While the UK remains a member of the European Union, it enjoys a pre-authorised status from the European Commission, enabling UK businesses to receive personal data in the UK from businesses located within other member states of the European Union.
If, and when, the UK leaves the European Union, this pre-authorised status will cease and the European Commission will need to assess whether the UK ensures an adequate level of protection of personal data by reason of its domestic law or the international commitments it has entered into. It may be that the extensive powers provided to UK authorities under the Act to process individuals’ personal data without their consent will cast doubt on the UK’s ability to satisfy this adequacy assessment.
By way of analogy, the pre-authorised status of the US to import and process personal data from European businesses (under its “Safe Harbour” program) was recently struck down by the Court of the European Union (in October 2015). This was as a result of concerns over certain US legislation, which provided US authorities with disproportionate and indiscriminate powers to intercept, access and process personal data for the purposes of national security, public interest and law enforcement, without providing individuals with appropriate administrative or judicial means of redress.
The decision caused much disruption to US businesses which had previously signed up to the Safe Harbour program as a way of legitimising its transatlantic flows of personal data.
Any failure on behalf of the UK to qualify for such pre-authorised status would have an equally damaging effect on UK businesses. What can businesses do?

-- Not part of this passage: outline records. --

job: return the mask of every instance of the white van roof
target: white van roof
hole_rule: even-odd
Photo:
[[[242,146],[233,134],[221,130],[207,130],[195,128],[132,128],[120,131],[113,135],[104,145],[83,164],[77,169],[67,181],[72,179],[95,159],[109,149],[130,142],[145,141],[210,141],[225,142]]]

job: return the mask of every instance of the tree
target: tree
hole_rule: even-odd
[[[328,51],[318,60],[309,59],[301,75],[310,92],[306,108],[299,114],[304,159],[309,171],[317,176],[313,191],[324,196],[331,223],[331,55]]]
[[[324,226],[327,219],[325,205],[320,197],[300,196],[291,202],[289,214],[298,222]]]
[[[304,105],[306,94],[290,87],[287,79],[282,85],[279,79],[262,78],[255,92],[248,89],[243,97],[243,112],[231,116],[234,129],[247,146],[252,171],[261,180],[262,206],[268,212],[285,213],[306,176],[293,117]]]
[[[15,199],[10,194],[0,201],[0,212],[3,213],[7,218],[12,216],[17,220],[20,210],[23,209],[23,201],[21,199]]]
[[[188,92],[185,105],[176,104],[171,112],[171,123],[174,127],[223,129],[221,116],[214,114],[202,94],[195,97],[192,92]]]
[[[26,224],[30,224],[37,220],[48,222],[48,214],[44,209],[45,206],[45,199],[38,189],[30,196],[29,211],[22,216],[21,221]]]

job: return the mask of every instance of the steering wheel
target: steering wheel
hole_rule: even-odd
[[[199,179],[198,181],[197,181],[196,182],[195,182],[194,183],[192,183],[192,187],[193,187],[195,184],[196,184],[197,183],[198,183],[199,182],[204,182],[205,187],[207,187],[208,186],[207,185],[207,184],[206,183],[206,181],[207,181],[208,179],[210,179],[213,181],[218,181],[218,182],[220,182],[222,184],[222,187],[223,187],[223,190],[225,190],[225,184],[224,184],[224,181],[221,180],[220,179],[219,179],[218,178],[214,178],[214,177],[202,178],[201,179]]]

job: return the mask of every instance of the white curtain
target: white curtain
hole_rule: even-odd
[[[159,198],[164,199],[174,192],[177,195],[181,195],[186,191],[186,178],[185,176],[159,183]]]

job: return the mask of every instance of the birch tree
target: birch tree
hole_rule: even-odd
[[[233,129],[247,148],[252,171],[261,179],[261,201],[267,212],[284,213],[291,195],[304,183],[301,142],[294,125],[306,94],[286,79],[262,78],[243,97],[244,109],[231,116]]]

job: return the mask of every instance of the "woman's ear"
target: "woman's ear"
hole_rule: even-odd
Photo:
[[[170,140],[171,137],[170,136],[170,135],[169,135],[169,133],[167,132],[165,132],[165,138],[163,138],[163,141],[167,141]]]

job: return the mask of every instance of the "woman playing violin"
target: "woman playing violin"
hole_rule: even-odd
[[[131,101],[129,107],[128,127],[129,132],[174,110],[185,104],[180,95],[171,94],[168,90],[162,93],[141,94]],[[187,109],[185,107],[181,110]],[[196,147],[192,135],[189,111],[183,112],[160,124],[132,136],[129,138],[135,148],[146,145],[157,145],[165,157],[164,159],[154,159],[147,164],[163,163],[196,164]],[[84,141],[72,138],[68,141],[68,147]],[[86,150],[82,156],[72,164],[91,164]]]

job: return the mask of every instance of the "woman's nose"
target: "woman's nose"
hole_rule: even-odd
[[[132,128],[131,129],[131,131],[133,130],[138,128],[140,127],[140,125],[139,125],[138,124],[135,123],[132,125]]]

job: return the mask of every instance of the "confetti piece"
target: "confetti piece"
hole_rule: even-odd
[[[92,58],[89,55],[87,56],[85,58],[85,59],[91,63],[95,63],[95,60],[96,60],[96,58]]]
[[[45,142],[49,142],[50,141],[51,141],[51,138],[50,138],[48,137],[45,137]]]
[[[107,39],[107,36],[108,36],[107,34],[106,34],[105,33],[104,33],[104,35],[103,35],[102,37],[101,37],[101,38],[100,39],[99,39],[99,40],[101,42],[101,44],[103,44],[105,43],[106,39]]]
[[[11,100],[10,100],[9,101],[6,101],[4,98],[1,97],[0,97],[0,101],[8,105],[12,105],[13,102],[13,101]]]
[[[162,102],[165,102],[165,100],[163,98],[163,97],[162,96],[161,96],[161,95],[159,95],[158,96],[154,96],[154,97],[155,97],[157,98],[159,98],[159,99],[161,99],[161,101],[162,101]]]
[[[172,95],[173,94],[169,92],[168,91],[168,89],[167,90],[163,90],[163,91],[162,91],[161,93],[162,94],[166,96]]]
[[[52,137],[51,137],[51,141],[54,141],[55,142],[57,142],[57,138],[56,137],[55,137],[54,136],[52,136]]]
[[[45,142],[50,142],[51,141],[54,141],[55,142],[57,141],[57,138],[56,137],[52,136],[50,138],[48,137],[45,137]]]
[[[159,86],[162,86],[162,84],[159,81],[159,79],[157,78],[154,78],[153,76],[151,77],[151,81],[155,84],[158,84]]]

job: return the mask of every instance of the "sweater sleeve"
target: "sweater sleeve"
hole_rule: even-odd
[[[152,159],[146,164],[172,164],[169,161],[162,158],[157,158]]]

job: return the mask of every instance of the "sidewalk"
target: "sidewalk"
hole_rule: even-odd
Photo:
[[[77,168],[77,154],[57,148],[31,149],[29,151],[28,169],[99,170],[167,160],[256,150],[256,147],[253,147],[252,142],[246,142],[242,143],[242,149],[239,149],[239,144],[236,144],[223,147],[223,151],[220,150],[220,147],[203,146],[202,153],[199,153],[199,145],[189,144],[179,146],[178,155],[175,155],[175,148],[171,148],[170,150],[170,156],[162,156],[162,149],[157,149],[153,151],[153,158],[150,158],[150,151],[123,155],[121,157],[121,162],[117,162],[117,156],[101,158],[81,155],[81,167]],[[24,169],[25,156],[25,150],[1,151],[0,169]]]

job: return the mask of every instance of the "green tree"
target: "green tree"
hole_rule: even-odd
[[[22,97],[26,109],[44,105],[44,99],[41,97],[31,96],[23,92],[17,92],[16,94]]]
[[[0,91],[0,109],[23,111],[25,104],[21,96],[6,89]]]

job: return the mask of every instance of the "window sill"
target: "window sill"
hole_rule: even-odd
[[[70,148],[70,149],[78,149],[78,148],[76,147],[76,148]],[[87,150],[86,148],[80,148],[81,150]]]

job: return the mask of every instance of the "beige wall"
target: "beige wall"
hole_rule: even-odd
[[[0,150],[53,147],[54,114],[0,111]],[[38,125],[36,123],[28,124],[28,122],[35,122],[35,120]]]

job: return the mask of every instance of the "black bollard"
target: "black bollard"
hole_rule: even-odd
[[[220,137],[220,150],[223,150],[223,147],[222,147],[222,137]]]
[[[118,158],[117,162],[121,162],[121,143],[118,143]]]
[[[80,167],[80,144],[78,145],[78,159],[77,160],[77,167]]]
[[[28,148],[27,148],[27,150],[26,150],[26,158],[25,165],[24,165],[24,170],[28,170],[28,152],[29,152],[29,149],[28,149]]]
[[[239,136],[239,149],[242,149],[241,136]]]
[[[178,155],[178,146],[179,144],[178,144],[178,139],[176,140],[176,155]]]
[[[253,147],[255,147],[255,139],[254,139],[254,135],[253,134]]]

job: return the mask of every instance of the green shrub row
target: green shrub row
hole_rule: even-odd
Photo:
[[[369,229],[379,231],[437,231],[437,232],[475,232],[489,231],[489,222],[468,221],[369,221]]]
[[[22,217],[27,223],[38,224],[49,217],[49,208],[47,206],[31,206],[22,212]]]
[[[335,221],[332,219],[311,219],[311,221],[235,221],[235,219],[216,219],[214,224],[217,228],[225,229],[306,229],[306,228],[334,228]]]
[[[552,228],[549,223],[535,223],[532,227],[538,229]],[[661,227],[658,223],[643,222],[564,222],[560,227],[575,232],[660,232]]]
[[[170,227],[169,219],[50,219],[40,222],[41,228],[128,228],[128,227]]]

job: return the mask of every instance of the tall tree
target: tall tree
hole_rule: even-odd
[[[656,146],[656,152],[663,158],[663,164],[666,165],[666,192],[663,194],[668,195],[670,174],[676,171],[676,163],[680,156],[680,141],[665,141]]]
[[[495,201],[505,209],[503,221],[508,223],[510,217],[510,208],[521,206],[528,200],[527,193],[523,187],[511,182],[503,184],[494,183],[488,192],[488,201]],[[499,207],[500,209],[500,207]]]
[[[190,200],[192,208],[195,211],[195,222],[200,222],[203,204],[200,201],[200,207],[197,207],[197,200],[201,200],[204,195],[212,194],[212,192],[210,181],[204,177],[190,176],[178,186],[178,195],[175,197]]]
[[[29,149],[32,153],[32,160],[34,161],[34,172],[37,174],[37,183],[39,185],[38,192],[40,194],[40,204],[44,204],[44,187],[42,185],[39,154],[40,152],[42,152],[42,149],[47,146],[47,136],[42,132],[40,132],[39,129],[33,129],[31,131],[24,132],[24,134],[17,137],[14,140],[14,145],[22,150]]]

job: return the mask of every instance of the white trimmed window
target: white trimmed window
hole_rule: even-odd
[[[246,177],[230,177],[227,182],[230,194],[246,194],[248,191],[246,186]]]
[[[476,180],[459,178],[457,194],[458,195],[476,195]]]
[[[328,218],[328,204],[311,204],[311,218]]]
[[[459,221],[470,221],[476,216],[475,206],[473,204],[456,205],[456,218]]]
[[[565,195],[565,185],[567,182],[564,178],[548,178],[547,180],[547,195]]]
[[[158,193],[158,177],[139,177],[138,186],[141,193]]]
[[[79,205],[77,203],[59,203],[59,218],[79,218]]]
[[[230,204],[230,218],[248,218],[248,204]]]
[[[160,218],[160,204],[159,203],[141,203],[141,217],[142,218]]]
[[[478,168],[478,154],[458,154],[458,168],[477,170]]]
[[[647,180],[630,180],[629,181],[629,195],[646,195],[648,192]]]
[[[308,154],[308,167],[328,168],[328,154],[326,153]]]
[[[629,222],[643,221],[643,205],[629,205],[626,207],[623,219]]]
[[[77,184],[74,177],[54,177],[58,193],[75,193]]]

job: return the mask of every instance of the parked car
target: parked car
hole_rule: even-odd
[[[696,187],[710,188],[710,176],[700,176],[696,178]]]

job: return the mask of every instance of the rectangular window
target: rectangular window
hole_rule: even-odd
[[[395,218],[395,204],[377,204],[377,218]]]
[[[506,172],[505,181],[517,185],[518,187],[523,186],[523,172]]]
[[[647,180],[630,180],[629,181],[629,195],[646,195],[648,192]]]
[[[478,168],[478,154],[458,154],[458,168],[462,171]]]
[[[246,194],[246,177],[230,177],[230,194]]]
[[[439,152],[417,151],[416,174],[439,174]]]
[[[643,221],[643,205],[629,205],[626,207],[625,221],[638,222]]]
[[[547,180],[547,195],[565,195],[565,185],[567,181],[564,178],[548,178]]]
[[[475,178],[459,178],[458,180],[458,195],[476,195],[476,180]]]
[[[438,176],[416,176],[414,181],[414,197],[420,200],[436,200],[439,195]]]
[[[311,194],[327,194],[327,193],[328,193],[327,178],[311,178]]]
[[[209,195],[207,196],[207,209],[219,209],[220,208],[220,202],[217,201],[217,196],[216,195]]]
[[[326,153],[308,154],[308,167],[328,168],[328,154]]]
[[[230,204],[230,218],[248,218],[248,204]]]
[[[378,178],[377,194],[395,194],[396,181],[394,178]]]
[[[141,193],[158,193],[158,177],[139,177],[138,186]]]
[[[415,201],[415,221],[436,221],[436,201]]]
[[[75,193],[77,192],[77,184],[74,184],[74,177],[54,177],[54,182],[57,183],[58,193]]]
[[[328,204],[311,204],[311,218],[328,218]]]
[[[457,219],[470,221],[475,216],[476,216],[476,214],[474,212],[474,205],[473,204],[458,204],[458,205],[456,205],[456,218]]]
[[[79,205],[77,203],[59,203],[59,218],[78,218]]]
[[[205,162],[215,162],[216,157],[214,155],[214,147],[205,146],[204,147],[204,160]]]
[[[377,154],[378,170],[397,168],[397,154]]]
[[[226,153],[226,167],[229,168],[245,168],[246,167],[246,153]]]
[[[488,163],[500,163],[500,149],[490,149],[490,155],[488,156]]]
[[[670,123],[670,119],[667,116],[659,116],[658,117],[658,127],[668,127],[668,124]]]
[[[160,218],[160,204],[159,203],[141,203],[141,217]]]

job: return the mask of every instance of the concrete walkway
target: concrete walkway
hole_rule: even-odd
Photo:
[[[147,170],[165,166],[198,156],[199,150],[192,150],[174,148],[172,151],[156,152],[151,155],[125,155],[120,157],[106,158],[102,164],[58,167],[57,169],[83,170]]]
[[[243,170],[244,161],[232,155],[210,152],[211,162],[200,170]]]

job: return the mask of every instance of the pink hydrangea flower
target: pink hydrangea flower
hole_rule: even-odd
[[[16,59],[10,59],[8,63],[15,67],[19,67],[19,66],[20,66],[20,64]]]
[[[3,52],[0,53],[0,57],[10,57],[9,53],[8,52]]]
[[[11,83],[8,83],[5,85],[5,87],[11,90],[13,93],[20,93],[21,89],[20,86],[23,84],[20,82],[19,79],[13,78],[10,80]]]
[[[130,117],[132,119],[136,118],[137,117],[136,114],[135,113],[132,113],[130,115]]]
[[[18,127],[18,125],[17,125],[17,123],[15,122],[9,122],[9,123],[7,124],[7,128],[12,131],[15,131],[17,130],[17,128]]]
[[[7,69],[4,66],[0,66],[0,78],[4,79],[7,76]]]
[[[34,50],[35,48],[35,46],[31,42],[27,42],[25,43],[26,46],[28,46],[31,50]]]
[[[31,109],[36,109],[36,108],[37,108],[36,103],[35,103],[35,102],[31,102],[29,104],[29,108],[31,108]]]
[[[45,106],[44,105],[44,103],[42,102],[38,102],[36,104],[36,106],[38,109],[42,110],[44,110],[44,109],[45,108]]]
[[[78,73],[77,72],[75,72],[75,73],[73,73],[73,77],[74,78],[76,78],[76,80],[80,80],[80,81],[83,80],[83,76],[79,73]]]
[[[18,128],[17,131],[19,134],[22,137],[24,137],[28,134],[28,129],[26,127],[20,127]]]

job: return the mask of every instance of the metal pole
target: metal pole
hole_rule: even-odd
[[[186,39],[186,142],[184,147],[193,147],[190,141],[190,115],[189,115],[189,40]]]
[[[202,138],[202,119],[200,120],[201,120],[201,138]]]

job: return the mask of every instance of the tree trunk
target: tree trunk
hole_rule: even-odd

The Act will have almost universal application to businesses and, as part of appropriate and proportionate compliance, organisations should begin to consider whether there are any steps they could take to ensure that they have the requisite data maintenance, storage and disclosure mechanisms in place. Following the recent cases of Tesco Bank and TalkTalk, where customers’ data was compromised on a severe scale, one of the overriding concerns for consumers and customers alike is whether the commercial organisations which hold their personal data – and increasingly the enforcement agencies which access the data - can manage the data securely. The reputational damage caused by being unable to comply with the requirements of an aggressive digital age may be significant.
We will continue to report on developments concerning the Act as they arise.